Dr. Liang was a Vodafone Fellow at the University of Illinois at UrbanaChampaign during 2003–2005, and received the Vodafone-U.S. Foundation Fellows Initiative Research Merit Award in 2005. She also received the M.E. Van
Valkenburg Graduate Research Award from the ECE department, University of
Illinois at Urbana-Champaign, in 2005. In 2009, she received the National Science Foundation CAREER Award, and the State of Hawaii Governor Innovation
Award.
H. Vincent Poor (S’72–M’77–SM’82–F’87) received the Ph.D. degree in electrical engineering and
computer science from Princeton University in 1977.
From 1977 to 1990, he was on the faculty of
the University of Illinois at Urbana-Champaign.
Since 1990, he has been on the faculty at Princeton
University, Princeton, NJ, where he is the Dean of
Engineering and Applied Science, and the Michael
Henry Strater University Professor of Electrical
Engineering. His research interests are in the areas
of stochastic analysis, statistical signal processing
and information theory, and their applications in wireless networks and
related fields. Among his publications in these areas are Quickest Detection
(Cambridge Univ. Press, 2009), coauthored with Olympia Hadjiliadis, and
Information Theoretic Security (Now Publishers, 2009), coauthored with
Yingbin Liang and Shlomo Shamai.
Dr. Poor is a member of the National Academy of Engineering and the National Academy of Sciences, a Fellow of the American Academy of Arts and
Sciences, and an International Fellow of the Royal Academy of Engineering (U.
K.).
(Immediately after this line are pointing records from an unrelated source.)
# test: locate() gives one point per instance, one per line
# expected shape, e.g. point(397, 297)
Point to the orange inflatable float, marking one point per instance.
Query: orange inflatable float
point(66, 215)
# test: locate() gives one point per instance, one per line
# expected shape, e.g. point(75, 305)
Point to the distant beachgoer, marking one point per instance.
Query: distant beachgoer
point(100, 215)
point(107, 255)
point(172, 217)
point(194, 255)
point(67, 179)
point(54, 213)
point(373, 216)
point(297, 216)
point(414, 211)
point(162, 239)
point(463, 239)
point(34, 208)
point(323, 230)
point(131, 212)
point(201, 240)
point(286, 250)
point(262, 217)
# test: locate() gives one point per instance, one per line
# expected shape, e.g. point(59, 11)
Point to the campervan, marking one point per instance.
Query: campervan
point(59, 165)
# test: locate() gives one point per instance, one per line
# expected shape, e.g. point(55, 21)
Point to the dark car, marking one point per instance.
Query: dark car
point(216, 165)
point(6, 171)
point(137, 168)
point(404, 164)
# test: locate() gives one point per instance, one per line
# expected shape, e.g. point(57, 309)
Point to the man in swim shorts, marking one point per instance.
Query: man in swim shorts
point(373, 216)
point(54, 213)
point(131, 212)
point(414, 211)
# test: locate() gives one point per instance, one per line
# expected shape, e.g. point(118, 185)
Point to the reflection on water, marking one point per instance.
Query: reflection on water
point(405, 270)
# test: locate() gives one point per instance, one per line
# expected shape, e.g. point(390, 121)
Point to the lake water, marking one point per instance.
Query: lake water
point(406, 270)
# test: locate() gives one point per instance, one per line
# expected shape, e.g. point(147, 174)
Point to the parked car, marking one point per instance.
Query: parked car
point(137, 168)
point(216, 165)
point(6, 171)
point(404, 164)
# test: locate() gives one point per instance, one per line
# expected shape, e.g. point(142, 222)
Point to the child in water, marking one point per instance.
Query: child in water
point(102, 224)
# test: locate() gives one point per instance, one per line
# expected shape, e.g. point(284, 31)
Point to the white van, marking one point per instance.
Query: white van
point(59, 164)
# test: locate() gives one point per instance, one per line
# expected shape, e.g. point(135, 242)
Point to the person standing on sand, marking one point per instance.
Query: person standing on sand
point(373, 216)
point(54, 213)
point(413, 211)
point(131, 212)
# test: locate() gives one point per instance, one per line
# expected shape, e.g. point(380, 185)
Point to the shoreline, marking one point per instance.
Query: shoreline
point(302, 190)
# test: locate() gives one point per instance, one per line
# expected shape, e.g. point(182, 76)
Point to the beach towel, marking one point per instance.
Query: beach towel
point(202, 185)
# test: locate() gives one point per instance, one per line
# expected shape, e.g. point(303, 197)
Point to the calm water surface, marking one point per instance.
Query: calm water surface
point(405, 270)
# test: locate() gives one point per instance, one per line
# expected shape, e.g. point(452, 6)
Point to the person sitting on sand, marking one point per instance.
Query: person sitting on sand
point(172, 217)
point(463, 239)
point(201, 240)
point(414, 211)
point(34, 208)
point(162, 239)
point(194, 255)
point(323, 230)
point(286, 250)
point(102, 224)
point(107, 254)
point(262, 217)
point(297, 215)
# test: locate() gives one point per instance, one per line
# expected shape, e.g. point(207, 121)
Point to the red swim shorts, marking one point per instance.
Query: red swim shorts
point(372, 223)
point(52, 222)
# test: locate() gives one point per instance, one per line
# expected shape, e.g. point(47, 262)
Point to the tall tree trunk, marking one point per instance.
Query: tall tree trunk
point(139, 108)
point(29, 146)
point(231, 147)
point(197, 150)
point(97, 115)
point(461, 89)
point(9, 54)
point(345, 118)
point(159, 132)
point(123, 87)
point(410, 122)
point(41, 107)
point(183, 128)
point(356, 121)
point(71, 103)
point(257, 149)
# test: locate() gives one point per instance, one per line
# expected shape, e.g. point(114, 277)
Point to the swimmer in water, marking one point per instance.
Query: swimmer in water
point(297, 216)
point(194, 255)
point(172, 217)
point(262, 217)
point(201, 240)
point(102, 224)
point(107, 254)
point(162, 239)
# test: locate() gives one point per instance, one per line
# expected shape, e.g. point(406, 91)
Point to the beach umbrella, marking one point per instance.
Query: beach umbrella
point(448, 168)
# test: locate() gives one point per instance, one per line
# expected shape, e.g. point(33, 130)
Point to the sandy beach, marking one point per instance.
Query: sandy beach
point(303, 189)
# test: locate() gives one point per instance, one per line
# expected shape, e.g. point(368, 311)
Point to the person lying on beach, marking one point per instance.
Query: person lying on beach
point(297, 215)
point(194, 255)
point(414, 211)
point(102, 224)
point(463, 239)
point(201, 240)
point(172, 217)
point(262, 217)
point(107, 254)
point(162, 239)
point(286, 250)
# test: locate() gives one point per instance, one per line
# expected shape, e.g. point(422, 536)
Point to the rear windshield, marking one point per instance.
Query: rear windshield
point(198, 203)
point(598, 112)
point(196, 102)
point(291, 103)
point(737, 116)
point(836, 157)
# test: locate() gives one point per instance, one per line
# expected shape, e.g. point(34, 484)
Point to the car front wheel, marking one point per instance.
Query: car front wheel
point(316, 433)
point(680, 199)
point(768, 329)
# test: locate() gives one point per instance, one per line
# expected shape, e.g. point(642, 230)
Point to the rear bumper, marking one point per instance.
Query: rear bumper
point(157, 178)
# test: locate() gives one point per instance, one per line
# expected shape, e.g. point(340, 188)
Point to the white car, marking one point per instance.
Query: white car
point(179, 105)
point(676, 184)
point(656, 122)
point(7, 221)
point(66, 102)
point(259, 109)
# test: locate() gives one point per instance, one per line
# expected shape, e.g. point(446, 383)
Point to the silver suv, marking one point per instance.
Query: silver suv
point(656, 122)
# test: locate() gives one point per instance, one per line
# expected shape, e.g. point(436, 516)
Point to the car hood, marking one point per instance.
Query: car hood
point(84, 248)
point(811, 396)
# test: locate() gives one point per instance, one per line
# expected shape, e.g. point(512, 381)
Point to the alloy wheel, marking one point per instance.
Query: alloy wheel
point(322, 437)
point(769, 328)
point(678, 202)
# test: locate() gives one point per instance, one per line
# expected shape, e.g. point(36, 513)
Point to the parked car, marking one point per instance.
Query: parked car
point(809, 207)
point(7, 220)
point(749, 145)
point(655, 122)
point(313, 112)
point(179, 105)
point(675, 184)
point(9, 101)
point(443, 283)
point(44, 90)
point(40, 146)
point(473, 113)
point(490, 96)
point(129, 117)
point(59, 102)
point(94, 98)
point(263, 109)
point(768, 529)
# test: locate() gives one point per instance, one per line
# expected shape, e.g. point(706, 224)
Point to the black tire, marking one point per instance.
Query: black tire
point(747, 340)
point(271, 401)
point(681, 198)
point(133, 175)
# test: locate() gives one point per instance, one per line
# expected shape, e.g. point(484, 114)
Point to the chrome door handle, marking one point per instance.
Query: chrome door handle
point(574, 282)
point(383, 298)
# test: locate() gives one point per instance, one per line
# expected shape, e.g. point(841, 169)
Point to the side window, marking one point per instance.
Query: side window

He is also a Fellow of the Institute of Mathematical Statistics, the Optical
Society of America, and other organizations. In 1990, he served as President of
the IEEE Information Theory Society, and in 2004–2007 as the Editor-in-Chief
of the IEEE TRANSACTIONS ON INFORMATION THEORY. He received a Guggenheim Fellowship in 2002 and the IEEE Education Medal in 2005. Recent recognition of his work includes the 2009 Edwin Howard Armstrong Achievement
Award of the IEEE Communications Society, the 2010 IET Ambrose Fleming
Medal for Achievement in Communications, the 2011 IEEE Eric E. Sumner
Award, and an honorary doctorate from the University of Edinburgh, awarded
in June 2011.
Lei Ying (M’08) received the B.E. degree from Tsinghua University, Beijing, in 2001, and the M.S. and
Ph.D. degrees in electrical engineering from the University of Illinois at Urbana-Champaign in 2003 and
2007, respectively.
During Fall 2007, he worked as a Postdoctoral
fellow in the University of Texas at Austin. He is
currently an Assistant Professor at the Department
of Electrical and Computer Engineering at Iowa
State University, Ames, IA. His research interest
is broadly in the area of information networks,
including wireless networks, mobile ad hoc networks, P2P networks, and social
networks.
Dr. Ying received a Young Investigator Award from the Defense Threat Reduction Agency (DTRA) in 2009, NSF CAREER Award in 2010, and is named
Litton Assistant Professor at the Department of Electrical and Computer Engineering at Iowa State University for 2010–2012.